Sir Thomas Wyatt lived in the times of Henry VIII. The life at court was somewhat promiscuous. Henry the king did not set a very good example. Even when he was happily married, his shenanigans usually cost someone his/her head.
Not to be outdone in trysts, Wyatt was equally sexually driven. He divorced his first wife for adultery. He was imprisoned for arguing with one of the king's favorites. Then, it was rumored that Wyatt had been one of Anne Boleyn's lovers [Doubtful, he was not stupid.], and was in the Tower and saw Boleyn executed. That might get a person's attention.
This sets the scene for his poem "They Flee From Me." Published after his death, the poem tackles the subject of sex outside of marriage. The narrator is probably the poet himself speaking about the sexual nature of life at King Henry's court.
Actually, the poet tells the reader less than nothing about himself. The conclusions that can be drawn are that he is confused about why he no longer has a woman in his bed. He has been quite the lover, but now he is intrigued by this one particular woman who is likes she has left him as well.

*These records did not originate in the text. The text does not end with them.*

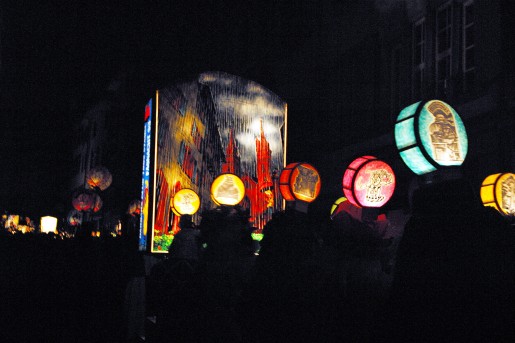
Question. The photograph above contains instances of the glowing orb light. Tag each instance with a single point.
(368, 182)
(498, 191)
(429, 136)
(185, 201)
(227, 189)
(48, 224)
(299, 181)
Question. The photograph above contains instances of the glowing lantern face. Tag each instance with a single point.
(185, 201)
(227, 189)
(430, 136)
(368, 182)
(498, 191)
(83, 201)
(299, 181)
(99, 177)
(48, 224)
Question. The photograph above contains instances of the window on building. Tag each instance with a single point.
(443, 47)
(419, 58)
(396, 81)
(469, 65)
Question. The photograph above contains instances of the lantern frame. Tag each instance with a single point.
(351, 175)
(412, 147)
(288, 177)
(491, 191)
(195, 203)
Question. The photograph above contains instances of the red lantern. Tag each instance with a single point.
(83, 201)
(99, 178)
(299, 181)
(368, 182)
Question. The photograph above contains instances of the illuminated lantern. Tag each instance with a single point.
(368, 182)
(97, 203)
(430, 136)
(83, 201)
(498, 191)
(299, 181)
(336, 204)
(99, 178)
(227, 189)
(74, 218)
(48, 224)
(185, 201)
(134, 207)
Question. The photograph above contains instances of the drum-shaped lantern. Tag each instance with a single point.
(430, 136)
(185, 201)
(83, 201)
(498, 191)
(227, 189)
(299, 181)
(368, 182)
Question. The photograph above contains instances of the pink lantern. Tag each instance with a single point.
(99, 178)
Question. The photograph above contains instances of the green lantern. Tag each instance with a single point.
(430, 136)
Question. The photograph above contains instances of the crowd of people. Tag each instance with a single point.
(450, 277)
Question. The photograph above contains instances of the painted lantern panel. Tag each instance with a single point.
(369, 183)
(498, 191)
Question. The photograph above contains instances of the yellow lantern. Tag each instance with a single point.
(185, 201)
(227, 189)
(498, 191)
(299, 181)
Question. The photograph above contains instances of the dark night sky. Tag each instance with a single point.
(59, 56)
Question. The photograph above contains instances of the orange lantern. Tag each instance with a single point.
(368, 182)
(227, 189)
(99, 178)
(185, 201)
(299, 181)
(498, 191)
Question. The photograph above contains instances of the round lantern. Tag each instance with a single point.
(429, 136)
(498, 191)
(299, 181)
(368, 182)
(227, 189)
(99, 178)
(83, 201)
(48, 224)
(185, 201)
(74, 218)
(134, 207)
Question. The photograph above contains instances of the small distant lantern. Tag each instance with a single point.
(83, 201)
(185, 201)
(74, 218)
(97, 203)
(498, 191)
(48, 224)
(227, 189)
(430, 136)
(99, 178)
(134, 207)
(368, 182)
(336, 204)
(299, 181)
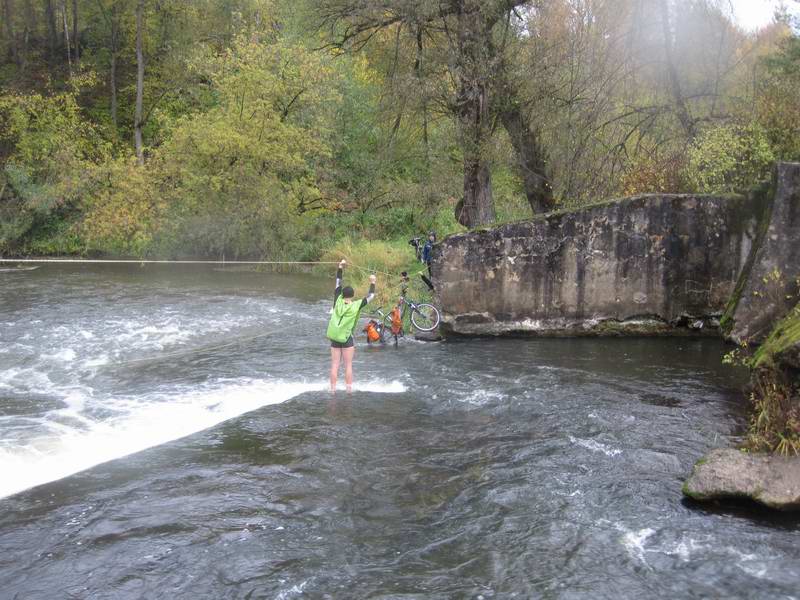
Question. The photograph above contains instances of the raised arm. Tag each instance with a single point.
(339, 274)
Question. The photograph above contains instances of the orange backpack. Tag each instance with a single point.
(397, 321)
(372, 331)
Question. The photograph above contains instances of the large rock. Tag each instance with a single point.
(652, 264)
(768, 285)
(725, 473)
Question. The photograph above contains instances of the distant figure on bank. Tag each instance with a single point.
(344, 320)
(427, 249)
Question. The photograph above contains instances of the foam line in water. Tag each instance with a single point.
(146, 424)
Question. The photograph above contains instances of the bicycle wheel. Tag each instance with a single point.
(387, 327)
(425, 317)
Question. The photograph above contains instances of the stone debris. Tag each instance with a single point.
(773, 481)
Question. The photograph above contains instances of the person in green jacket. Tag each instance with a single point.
(344, 320)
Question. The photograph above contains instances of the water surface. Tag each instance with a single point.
(166, 432)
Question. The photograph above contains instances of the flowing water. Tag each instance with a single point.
(165, 432)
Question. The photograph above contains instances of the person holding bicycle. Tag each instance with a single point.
(343, 322)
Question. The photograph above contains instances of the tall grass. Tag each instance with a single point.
(386, 259)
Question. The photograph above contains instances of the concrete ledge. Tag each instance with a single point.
(773, 481)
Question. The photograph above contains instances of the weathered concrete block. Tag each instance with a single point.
(726, 473)
(769, 287)
(652, 264)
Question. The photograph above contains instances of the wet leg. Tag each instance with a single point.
(336, 355)
(348, 354)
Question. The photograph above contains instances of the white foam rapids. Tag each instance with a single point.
(140, 424)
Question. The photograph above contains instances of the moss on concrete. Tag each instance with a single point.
(785, 335)
(761, 198)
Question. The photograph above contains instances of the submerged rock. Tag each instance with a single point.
(428, 336)
(773, 481)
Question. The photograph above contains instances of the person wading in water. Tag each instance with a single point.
(342, 324)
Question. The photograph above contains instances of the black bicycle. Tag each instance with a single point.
(423, 316)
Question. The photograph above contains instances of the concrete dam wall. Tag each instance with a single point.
(652, 264)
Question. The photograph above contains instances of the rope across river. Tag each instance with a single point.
(190, 351)
(146, 261)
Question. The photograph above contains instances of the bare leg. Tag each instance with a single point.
(348, 354)
(336, 355)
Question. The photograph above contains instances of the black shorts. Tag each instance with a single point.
(348, 344)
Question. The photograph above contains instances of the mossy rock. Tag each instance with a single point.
(783, 344)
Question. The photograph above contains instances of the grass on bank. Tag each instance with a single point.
(775, 423)
(387, 259)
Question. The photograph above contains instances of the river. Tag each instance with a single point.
(166, 432)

Ruminating about all of his sexual encounters, he especially was taken by one memory that was immensely pleasurable.
When her loose gown from her shoulders did fall,
And she me caught in her arms long and small;
And therewith all sweetly did me kiss,
And softly said, "Dear heart, how like you this?"
When this beautiful woman loved him, it was no dream. She has forsaken him and looks to others for her pleasure.
His primary quandary is where have these women gone. Once his paramours stalked him, ate with him, loved him. Now, they only want change. Why they no longer come to him disturbs him greatly.
To write about this poem in a critical analysis, one might use these statements as potential arguments:
- Thomas Wyatt in his poem "They Flee From Me" speaks to lovers who have been left behind.
- The poem "They Flee From Me" by Thomas Wyatt represents the inherent sexuality found in the court of King Henry VIII.
- The poem "They Flee From Me" by Wyatt portrays women as sexual objects.
Any of these sentences could be used as a foundation for a critical analysis of the poem.